Goldman Sachs Face Record Fine

Goldman Sachs Face Record Fine of USD 350 million In Hong Kong Over 1Malaysia Development Berhad Scandal

Business

Goldman Sachs Asia has been slapped with a record fine of USD 350 million by a securities watchdog of Hong Kong. Securities and Futures Commission (SFC) of Hong Kong has fined the regional unit of the US investment bank for its role in a scandal that toppled a government in Malaysia. The global financial titan was involved in the massive 1Malaysia Development Berhad bribery scandal. According to the watchdog, serious lapses and deficiencies on part of the Hong Kong-based compliance and control hub of the Wall Street bank contributed to the misappropriation of USD 2.6 billion. The SFC said in a statement that serious lapses and deficiencies resulted in the misappropriation of USD 2.6 billion from the 1Malaysia Development Berhad fund.

According to the regulator, an early resolution of the disciplinary action is the result of Goldman accepting the findings of the Securities and Futures Commission. Because of the failures, 1MDB raised USD 6.5 billion from three bond offerings. These bonds were issued in 2012 and 2013. The bank had significant involvement in 1MDB bond offerings. It was paid USD 581.5 from 1MDB as fees. This included USD 567 million in commission from the sales of bonds.
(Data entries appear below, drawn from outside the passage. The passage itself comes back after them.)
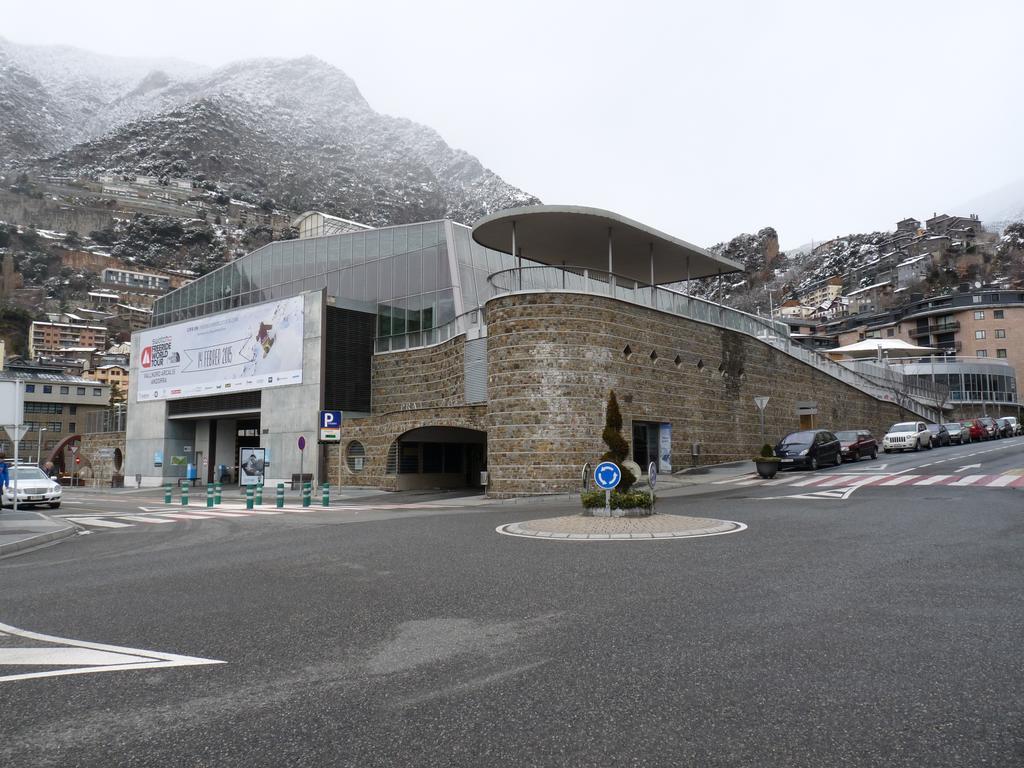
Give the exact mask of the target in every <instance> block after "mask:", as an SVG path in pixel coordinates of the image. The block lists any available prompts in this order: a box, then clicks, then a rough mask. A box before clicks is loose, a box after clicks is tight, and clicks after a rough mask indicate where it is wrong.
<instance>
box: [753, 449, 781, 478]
mask: <svg viewBox="0 0 1024 768" xmlns="http://www.w3.org/2000/svg"><path fill="white" fill-rule="evenodd" d="M778 463H779V458H778V457H777V456H775V452H774V450H773V449H772V446H771V445H769V444H768V443H767V442H766V443H765V444H764V445H762V446H761V456H756V457H754V464H755V465H756V466H757V468H758V474H759V475H761V476H762V477H764V478H765V479H771V478H772V477H774V476H775V473H776V472H778Z"/></svg>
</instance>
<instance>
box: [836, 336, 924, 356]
mask: <svg viewBox="0 0 1024 768" xmlns="http://www.w3.org/2000/svg"><path fill="white" fill-rule="evenodd" d="M826 351H827V352H828V354H845V355H847V356H849V357H854V358H861V357H878V358H882V357H925V356H927V355H929V354H933V353H935V352H941V351H942V350H941V349H939V348H938V347H919V346H915V345H913V344H911V343H909V342H907V341H903V340H902V339H864V340H863V341H858V342H856V343H855V344H847V345H846V346H845V347H837V348H836V349H828V350H826Z"/></svg>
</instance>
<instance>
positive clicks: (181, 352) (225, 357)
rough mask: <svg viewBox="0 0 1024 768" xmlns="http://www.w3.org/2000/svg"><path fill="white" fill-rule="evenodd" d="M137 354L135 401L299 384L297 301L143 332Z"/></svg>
mask: <svg viewBox="0 0 1024 768" xmlns="http://www.w3.org/2000/svg"><path fill="white" fill-rule="evenodd" d="M137 354H138V355H139V356H138V374H137V375H138V396H137V399H138V401H139V402H142V401H146V400H166V399H174V398H176V397H195V396H196V395H204V394H222V393H225V392H239V391H244V390H249V389H263V388H265V387H276V386H285V385H288V384H301V383H302V297H301V296H295V297H292V298H290V299H283V300H281V301H271V302H268V303H266V304H256V305H254V306H247V307H242V308H241V309H236V310H233V311H230V312H224V313H221V314H215V315H211V316H209V317H196V318H195V319H190V321H187V322H185V323H178V324H175V325H173V326H165V327H163V328H155V329H152V330H148V331H143V332H142V333H140V334H139V337H138V351H137ZM133 375H134V374H133Z"/></svg>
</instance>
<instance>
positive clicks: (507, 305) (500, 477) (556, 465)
mask: <svg viewBox="0 0 1024 768" xmlns="http://www.w3.org/2000/svg"><path fill="white" fill-rule="evenodd" d="M626 347H629V353H626V352H625V351H624V350H625V349H626ZM677 358H678V362H677ZM487 387H488V396H489V401H488V403H487V411H486V431H487V464H488V469H489V475H490V484H489V486H488V494H490V495H493V496H498V497H504V496H518V495H528V494H537V493H552V492H558V490H573V489H577V488H579V487H580V483H581V470H582V468H583V465H584V464H585V463H586V462H590V463H592V464H593V463H595V462H596V461H597V459H598V457H600V456H601V454H602V453H603V452H604V450H605V447H604V443H603V442H602V441H601V430H602V428H603V426H604V410H605V403H606V401H607V397H608V391H609V390H612V389H613V390H615V393H616V395H617V397H618V404H620V408H621V410H622V413H623V421H624V428H623V433H624V436H625V437H626V439H627V440H628V441H630V442H632V428H631V422H632V421H634V420H637V421H651V422H671V423H672V430H673V431H672V461H673V465H674V469H680V468H683V467H686V466H690V465H691V451H690V447H691V444H692V443H699V444H700V459H699V462H700V463H701V464H714V463H720V462H727V461H734V460H745V459H750V458H751V457H753V456H755V455H756V454H757V453H758V451H759V449H760V445H761V439H760V422H759V415H758V410H757V408H756V407H755V404H754V396H755V395H766V396H768V397H770V398H771V399H770V400H769V403H768V407H767V409H766V412H765V435H766V440H767V441H769V442H771V443H772V444H774V443H775V441H777V440H778V439H779V438H780V437H782V436H783V435H784V434H786V433H788V432H791V431H796V430H798V429H800V426H801V425H800V418H799V416H798V414H797V408H796V403H797V401H799V400H812V401H815V402H816V403H817V409H818V415H817V416H816V417H815V426H816V427H821V428H827V429H833V430H839V429H854V428H862V429H870V430H871V431H872V432H874V433H876V434H879V435H881V434H882V433H884V431H885V430H886V429H887V428H888V426H889V425H890V424H892V423H894V422H897V421H902V420H905V419H911V418H916V417H914V416H911V415H910V414H907V413H906V412H904V411H902V410H901V409H900V408H899V407H898V406H896V404H894V403H892V402H886V401H883V400H878V399H876V398H873V397H871V396H870V395H868V394H866V393H864V392H862V391H860V390H858V389H856V388H854V387H851V386H849V385H847V384H845V383H843V382H841V381H839V380H837V379H834V378H831V377H830V376H828V375H826V374H824V373H822V372H821V371H818V370H817V369H815V368H813V367H811V366H808V365H807V364H805V362H802V361H801V360H799V359H796V358H794V357H791V356H788V355H786V354H784V353H783V352H781V351H779V350H777V349H775V348H773V347H771V346H769V345H767V344H765V343H763V342H760V341H758V340H757V339H754V338H752V337H749V336H745V335H743V334H740V333H736V332H734V331H730V330H727V329H722V328H718V327H716V326H711V325H703V324H700V323H696V322H693V321H689V319H686V318H684V317H679V316H676V315H673V314H668V313H664V312H658V311H656V310H653V309H649V308H646V307H642V306H638V305H634V304H630V303H626V302H621V301H615V300H613V299H609V298H604V297H599V296H587V295H578V294H567V293H566V294H558V293H535V294H517V295H512V296H504V297H499V298H496V299H492V300H490V301H489V302H488V303H487ZM752 469H753V464H752Z"/></svg>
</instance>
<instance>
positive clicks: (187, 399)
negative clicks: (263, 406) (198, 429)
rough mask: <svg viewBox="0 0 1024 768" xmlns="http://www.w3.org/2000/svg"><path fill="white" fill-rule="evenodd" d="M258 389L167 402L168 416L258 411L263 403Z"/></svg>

The Hong Kong unit of Goldman Sachs alone received 37 percent of the total fees or USD 210 million.

The bank failed to put in place adequate control to inspect staff and discover misconduct in its day-to-day operations. Because of this laxity, bonds of 1MDB were allowed to proceed despite several red flags being raised around the offerings, and they were not scrutinized properly. No one bothered to find satisfactory answers to such red flags. The bank is expected to issue a statement in this regard soon. Earlier in August, it settled criminal proceedings with the Malaysian government. Chief executive of the SFC Ashley Alder said the action is the result of an independent investigation conducted by the security watchdog. The penalty has been imposed in accordance with the fining framework of Hong Kong. In July last year, Tim Leissner – former partner of Goldman Sachs in Asia – was banned from working as a financial adviser in Hong Kong. Leissner accepted paying bribes and kickbacks to Abu Dhabi and Malaysian officials to obtain business from 1MDB. He pleaded guilty in August 2018 to criminal charges pressed against him. According to the US Department of Justice, USD 4.5 billion was siphoned from 1MDB. This happened during the period when Leissner was licensed by the watchdog. The money was used for buying everything, be it a custom build yacht or paintings by Van Gogh and Monet.